The nature of that makes me think it's driver related, or your GPUs texture capacity or texture fill rate. Are those 1gb versions?

Can you test it with only one card running?


----------



## imperialreign (Oct 21, 2008)

newconroer said:


> The nature of that makes me think it's driver related, or your GPUs texture capacity or texture fill rate. Are those 1gb versions?
> 
> Can you test it with only one card running?

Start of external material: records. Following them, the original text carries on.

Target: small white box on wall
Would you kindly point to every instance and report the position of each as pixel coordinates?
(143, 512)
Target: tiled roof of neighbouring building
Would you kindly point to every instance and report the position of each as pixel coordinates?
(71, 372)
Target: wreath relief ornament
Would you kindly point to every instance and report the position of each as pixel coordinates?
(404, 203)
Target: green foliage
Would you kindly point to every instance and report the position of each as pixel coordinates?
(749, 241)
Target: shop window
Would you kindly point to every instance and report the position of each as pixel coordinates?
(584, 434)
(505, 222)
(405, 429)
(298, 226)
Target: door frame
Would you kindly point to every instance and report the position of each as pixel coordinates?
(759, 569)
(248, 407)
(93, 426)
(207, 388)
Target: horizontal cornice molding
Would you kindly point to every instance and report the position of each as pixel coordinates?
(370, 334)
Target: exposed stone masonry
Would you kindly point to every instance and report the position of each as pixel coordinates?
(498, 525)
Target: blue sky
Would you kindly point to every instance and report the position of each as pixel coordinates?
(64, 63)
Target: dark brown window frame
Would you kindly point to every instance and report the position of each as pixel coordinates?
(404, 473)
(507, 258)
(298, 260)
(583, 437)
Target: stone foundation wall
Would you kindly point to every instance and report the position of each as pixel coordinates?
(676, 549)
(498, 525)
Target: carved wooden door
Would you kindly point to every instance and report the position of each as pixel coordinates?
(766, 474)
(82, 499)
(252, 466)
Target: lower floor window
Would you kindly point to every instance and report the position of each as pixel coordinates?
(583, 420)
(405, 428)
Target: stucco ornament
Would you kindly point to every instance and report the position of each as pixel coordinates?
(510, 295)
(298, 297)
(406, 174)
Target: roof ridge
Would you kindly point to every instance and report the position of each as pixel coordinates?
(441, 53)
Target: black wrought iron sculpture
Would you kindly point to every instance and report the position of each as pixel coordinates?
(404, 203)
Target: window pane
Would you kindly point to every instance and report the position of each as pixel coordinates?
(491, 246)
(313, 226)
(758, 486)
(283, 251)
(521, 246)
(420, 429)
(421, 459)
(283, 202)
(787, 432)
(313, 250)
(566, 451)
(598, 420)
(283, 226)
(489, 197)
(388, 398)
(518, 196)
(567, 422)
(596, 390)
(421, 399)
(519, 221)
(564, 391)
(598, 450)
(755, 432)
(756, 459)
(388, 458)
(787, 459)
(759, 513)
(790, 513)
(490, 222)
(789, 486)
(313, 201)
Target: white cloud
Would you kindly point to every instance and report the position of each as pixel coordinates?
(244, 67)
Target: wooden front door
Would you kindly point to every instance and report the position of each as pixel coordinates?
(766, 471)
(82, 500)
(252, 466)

naw, these puppies are 512 a pop, but I wouldn't figure I'd be hampered by tex/pixel fill rate; going by GPU-Z, my current tex fill rate is 33.8 GTexel/s, pixel fill rate s 13.5 GPixel/s; bandwidth is up there as well, 134 GB/s.  Still wish I had 1GB cards, though 

It might be driver related, but has anyone had any issues with CAT 8.10?



-edit-

I'll try to run just one card later tonight, see if it's still present . . . didn't even dawn on me it might be a crossfire related issue . . .


----------



## ChromeDome (Oct 21, 2008)

thanks dude 

i hate that black box i was gonna post about it in another thread. lets hope i can fix it


----------



## newconroer (Oct 22, 2008)

Welcome Chrome.

Yes do so Imperial, at least if anything, to rule it out.


----------